Pandas version checks

  • [x] I have checked that this issue has not already been reported.

  • [x] I have confirmed this bug exists on the latest version of pandas.

  • [ ] I have confirmed this bug exists on the main branch of pandas.

Reproducible Example

import pandas as pd

# Some index that are not integers
index = pd.date_range(start='2000-01-01', periods=3, freq='YS')

# Integer as a name
data = pd.Series([1, 2, 3], index=index, name=2)

data.groupby(data) # FutureWarning: Series.__getitem__ treating keys as positions is deprecated. In a future version, integer keys will always be treated as labels (consistent with DataFrame behavior). To access a value by position, use `ser.iloc[pos]`

Issue Description

The warning comes from this line: https://github.com/pandas-dev/pandas/blob/0691c5cf90477d3503834d983f69350f250a6ff7/pandas/core/groupby/grouper.py#L1015

Here, gpr.name is 2, which results in the warning.

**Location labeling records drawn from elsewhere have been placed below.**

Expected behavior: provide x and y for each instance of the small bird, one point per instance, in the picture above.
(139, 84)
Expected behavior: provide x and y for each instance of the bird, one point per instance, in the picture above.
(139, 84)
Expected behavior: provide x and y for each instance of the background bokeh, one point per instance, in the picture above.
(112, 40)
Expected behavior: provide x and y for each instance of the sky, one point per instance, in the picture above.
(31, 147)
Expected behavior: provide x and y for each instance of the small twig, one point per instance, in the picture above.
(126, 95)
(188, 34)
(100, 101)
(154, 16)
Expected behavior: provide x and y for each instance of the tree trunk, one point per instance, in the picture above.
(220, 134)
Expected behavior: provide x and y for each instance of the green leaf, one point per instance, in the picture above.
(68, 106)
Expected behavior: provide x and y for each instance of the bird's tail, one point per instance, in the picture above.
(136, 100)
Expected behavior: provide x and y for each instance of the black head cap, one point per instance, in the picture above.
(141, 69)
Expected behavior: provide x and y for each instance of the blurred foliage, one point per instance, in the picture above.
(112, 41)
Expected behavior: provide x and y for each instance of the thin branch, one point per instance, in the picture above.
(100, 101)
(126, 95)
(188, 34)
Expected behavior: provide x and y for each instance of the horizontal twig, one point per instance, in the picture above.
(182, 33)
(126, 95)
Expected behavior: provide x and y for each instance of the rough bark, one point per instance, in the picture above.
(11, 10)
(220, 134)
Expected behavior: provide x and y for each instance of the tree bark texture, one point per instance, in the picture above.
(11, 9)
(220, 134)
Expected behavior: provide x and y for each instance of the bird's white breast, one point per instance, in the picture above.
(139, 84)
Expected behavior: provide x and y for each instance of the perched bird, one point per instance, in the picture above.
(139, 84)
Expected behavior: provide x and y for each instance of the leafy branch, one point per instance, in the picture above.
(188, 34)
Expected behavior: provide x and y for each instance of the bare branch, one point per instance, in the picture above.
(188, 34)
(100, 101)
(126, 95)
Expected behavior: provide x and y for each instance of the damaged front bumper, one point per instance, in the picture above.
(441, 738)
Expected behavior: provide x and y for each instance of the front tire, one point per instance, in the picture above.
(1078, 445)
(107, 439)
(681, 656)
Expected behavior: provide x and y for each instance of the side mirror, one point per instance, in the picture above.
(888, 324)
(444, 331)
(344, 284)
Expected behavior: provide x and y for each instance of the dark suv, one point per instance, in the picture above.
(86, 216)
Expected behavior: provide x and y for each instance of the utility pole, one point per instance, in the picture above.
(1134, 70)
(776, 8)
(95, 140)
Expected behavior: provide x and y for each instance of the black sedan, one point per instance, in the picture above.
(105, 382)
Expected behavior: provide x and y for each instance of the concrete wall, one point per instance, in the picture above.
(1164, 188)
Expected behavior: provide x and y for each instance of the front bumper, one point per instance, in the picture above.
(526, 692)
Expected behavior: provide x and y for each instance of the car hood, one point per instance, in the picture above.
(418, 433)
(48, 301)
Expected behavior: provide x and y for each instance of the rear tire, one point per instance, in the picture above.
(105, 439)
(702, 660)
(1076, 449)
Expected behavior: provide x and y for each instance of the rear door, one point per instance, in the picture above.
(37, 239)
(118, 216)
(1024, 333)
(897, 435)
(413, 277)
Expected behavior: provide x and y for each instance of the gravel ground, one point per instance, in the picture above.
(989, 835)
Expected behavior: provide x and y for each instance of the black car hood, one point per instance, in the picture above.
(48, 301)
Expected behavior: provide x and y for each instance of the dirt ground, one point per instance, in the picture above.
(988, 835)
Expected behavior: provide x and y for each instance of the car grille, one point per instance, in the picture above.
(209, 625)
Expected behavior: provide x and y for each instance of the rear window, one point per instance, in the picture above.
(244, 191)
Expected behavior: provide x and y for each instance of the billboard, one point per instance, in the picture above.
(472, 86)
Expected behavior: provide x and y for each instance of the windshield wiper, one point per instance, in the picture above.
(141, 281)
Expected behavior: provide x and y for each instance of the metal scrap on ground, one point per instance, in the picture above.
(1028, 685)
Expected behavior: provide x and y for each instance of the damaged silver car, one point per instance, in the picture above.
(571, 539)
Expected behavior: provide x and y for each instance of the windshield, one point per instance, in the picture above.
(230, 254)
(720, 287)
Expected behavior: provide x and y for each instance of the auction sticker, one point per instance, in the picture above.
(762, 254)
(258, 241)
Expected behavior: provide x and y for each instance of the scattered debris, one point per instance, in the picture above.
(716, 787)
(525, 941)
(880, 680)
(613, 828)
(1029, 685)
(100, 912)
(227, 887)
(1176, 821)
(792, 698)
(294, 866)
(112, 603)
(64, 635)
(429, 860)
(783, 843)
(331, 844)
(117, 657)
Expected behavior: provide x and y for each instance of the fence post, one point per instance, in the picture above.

If the index consists of integers, this means obj[gpr.name] will actually return the line (which then fails the comparison).

I have not checked on the main branch, but the same line might be present here: https://github.com/pandas-dev/pandas/blob/d72f165eb327898b1597efe75ff8b54032c3ae7b/pandas/core/groupby/grouper.py#L853

Expected Behavior

Don't issue FutureWarning

Installed Versions

INSTALLED VERSIONS ------------------ commit : 0691c5cf90477d3503834d983f69350f250a6ff7 python : 3.13.0 python-bits : 64 OS : Windows OS-release : 11 Version : 10.0.22621 machine : AMD64 processor : Intel64 Family 6 Model 186 Stepping 3, GenuineIntel byteorder : little LC_ALL : None LANG : en_US.UTF-8 LOCALE : English_United Kingdom.1252 pandas : 2.2.3 numpy : 2.2.2 pytz : 2025.1 dateutil : 2.9.0.post0 pip : 25.0 Cython : None sphinx : None IPython : 8.32.0 adbc-driver-postgresql: None adbc-driver-sqlite : None bs4 : None blosc : None bottleneck : None dataframe-api-compat : None fastparquet : None fsspec : None html5lib : None hypothesis : None gcsfs : None jinja2 : None lxml.etree : None matplotlib : 3.10.0 numba : None numexpr : None odfpy : None openpyxl : None pandas_gbq : None psycopg2 : None pymysql : None pyarrow : None pyreadstat : None pytest : 8.3.4 python-calamine : None pyxlsb : None s3fs : None scipy : 1.15.1 sqlalchemy : None tables : None tabulate : None xarray : None xlrd : None xlsxwriter : None zstandard : 0.23.0 tzdata : 2025.1 qtpy : None pyqt5 : None

Comment From: rhshadrach

Thanks for the report. It appears to me we should only be doing this check when obj is a DataFrame. PRs to fix are welcome. I think this can go in 2.3.

Comment From: sanggon6107

take

Comment From: sanggon6107

Hi @rhshadrach, I've found that Series.groupby doesn't show the warning on the main branch(70edaa0) since Series.__getitem__ currently always treats the integer key as a label as discussed at #50617. Do we still need to do the check only when obj is a DataFrame? I personally think it might make sense though since Series doesn't have columns.

Comment From: rhshadrach

I've found that Series.groupby doesn't show the warning on the main branch

This is because that deprecation has been enforced on the main branch for the 3.0 release. However we will be releasing 2.3 prior to this, and the warning still shows on the 2.3.x branch. This is where the fix should go.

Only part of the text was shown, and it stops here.